Investigating the Supercapacitive Performance of Cobalt Sulfide Nanostructures Prepared Using a Hydrothermal Method

Abstract

In this study, we synthesized cobalt sulfide (CoS) nanostructures for supercapacitor applications via a one-step hydrothermal method. The effect of hydrothermal temperature on the synthesis process was investigated at temperatures ranging from 160 °C to 220 °C. The structural, morphological, and elemental analyses were performed using X-ray diffraction (XRD), energy-dispersive X-ray spectroscopy (EDX), and scanning electron microscopy (SEM).

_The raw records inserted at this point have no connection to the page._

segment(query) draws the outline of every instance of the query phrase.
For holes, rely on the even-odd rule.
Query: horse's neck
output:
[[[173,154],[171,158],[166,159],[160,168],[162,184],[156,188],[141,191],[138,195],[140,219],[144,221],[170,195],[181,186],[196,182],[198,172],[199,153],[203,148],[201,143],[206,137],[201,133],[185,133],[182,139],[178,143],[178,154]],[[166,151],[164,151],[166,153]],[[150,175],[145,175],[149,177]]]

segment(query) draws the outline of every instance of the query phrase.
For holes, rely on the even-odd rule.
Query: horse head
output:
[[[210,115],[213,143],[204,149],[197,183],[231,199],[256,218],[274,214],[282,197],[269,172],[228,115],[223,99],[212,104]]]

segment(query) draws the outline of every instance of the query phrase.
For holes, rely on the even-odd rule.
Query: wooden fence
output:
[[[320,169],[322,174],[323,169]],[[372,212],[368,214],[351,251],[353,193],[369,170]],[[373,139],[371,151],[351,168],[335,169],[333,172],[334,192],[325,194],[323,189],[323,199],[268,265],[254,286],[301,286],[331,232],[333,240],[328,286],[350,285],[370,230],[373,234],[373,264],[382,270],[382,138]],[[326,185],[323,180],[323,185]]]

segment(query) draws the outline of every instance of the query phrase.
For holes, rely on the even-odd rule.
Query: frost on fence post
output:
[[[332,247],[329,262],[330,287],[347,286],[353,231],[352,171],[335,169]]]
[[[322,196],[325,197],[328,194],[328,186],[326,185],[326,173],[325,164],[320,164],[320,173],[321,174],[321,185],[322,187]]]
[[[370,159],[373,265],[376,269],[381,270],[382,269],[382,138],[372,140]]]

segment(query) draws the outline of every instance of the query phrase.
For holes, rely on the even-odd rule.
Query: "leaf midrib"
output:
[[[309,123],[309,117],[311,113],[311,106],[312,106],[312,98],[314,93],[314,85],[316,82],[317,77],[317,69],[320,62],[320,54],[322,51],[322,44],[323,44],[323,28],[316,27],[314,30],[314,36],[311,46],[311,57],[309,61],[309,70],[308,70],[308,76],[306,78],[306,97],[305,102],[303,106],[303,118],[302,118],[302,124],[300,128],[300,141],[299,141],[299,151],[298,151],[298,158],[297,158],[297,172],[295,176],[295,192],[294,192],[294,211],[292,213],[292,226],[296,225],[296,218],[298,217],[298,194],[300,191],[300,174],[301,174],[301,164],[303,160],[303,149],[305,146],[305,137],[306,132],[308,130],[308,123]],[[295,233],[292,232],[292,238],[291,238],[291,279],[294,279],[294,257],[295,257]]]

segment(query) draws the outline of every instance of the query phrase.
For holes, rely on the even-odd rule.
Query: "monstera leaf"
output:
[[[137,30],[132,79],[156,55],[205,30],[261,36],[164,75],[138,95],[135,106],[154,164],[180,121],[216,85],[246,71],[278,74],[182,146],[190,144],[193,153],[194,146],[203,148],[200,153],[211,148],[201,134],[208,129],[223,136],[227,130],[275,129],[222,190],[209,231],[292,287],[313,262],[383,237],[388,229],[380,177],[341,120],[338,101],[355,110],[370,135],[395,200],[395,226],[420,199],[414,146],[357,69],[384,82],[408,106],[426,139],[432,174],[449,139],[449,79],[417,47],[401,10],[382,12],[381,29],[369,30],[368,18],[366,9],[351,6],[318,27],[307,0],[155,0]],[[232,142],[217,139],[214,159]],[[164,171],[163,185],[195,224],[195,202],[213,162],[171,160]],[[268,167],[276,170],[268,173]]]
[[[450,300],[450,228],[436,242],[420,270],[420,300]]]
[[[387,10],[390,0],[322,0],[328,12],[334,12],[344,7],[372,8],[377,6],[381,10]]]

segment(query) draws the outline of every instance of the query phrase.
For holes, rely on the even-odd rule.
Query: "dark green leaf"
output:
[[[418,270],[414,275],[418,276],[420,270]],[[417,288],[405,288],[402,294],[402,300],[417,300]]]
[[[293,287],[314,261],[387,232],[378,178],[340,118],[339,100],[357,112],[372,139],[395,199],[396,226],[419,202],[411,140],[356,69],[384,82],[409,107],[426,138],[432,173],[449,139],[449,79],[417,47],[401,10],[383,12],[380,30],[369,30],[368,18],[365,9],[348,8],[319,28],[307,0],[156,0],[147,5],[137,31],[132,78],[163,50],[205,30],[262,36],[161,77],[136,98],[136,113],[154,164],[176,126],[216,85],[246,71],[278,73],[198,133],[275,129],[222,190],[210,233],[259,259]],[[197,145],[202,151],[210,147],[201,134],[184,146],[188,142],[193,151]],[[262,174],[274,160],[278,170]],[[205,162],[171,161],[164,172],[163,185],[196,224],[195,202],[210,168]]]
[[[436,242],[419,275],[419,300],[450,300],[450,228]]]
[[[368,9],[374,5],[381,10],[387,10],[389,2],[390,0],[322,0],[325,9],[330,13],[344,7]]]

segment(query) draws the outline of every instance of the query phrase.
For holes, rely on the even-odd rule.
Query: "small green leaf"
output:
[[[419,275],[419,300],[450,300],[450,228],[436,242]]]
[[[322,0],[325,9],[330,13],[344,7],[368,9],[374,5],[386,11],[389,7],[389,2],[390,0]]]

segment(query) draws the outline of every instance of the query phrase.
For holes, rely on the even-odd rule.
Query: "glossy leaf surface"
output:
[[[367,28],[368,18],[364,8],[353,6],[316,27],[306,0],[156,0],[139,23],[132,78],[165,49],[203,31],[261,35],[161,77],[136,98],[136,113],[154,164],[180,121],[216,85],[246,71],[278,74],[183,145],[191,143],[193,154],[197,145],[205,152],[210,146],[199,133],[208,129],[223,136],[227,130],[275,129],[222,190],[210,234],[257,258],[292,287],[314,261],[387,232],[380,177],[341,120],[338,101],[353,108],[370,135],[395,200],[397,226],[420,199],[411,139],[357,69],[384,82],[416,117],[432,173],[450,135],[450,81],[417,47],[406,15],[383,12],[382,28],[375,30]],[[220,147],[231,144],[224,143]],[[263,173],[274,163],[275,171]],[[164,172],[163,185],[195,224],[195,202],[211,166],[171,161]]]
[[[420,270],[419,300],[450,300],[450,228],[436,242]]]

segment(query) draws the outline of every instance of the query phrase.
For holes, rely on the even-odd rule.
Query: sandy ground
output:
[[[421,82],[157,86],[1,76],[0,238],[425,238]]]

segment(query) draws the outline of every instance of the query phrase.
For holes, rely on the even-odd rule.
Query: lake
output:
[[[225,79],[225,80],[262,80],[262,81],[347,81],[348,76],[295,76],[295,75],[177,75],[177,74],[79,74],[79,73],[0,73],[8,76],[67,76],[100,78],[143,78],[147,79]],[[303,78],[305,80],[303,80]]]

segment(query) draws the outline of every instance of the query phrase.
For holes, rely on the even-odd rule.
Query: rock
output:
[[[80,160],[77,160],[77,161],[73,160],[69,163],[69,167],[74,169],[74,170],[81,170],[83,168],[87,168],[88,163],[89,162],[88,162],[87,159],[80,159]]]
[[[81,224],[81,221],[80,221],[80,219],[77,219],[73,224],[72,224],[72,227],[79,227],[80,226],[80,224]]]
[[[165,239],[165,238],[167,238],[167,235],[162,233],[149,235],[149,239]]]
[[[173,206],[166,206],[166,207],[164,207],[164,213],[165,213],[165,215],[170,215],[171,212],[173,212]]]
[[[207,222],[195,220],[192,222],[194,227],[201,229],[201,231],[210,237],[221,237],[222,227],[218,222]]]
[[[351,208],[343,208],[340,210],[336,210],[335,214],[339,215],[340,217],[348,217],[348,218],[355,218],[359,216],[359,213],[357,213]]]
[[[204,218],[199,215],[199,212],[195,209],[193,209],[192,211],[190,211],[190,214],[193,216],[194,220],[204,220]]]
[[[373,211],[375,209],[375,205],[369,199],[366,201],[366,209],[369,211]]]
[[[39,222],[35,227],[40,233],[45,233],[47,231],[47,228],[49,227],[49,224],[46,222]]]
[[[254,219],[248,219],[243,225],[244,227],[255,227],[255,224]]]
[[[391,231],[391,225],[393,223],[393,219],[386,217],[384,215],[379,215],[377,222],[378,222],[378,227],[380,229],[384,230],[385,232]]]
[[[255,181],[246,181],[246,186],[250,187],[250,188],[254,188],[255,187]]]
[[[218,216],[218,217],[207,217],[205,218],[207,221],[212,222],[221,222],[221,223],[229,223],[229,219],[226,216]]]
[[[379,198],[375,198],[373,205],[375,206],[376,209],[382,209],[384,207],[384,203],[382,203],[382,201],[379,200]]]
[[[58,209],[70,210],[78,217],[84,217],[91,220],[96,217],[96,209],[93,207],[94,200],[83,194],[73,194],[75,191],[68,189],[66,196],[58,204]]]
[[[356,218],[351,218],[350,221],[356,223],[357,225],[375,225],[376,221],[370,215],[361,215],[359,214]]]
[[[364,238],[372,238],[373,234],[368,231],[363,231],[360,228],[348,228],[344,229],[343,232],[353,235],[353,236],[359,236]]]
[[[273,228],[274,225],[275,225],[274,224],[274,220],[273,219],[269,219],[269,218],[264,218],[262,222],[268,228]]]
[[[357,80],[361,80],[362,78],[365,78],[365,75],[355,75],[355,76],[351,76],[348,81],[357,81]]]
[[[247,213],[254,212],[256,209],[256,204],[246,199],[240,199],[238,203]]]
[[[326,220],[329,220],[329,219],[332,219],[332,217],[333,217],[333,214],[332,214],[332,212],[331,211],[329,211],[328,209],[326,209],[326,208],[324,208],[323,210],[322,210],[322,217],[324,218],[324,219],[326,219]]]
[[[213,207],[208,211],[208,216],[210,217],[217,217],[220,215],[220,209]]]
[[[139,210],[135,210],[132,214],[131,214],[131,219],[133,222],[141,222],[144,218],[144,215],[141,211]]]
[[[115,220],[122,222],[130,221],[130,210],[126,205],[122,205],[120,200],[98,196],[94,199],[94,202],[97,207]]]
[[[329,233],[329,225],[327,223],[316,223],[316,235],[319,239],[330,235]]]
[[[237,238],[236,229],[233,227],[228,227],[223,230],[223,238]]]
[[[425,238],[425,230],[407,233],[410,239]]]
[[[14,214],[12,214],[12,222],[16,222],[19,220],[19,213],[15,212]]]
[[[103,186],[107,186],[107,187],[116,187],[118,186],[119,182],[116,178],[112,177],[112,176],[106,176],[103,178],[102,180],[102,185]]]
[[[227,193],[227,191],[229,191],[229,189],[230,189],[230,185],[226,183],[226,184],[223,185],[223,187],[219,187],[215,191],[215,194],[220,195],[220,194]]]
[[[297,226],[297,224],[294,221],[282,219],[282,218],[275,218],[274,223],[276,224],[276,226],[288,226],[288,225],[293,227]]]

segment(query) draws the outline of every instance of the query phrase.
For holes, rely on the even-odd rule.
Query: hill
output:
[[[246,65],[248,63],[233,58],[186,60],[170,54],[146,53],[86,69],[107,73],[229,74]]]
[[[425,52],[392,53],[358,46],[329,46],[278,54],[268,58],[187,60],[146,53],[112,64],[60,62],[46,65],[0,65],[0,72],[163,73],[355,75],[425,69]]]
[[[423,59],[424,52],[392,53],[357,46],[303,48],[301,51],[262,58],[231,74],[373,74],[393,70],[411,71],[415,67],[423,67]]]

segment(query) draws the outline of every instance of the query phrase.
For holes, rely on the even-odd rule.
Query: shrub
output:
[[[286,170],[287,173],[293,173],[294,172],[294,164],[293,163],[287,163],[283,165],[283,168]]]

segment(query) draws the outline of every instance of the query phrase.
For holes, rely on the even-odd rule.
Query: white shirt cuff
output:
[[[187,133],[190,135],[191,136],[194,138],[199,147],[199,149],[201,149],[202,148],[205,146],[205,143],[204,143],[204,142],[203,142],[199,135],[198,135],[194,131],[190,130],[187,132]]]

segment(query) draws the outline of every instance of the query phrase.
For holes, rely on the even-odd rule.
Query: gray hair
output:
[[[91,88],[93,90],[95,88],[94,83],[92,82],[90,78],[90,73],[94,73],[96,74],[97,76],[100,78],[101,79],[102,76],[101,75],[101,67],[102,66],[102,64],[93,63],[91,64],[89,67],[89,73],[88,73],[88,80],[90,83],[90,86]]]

The XRD patterns show the hexagonal phase of CoS, and the samples prepared at 200 °C have high crystallinity. The samples prepared at other temperatures show amorphousness at lower 2-theta angles. EDX indicated that the sample was of high purity, except that the sample prepared at 220 °C had an additional oxygen peak, indicating that sulfur is not stable at high temperatures. In addition, a cobalt oxide (CoO) peak is also observed in the XRD data of the sample prepared at 220 °C. SEM images show that the particles in the samples prepared at 160 °C and 180 °C are agglomerated due to the high surface energy, whereas the samples prepared at 200 °C and 220 °C have a distinct morphology. Electrochemical analyses such as cyclic voltammetry (CV), electrochemical impedance spectroscopy (EIS), and galvanostatic charge–discharge (GCD) were performed on all samples. The CoS sample prepared at 200 °C exhibited a high specific capacitance (Csp) of 1583 F/g at a current density of 1 A/g, with low resistivity and high cycling stability.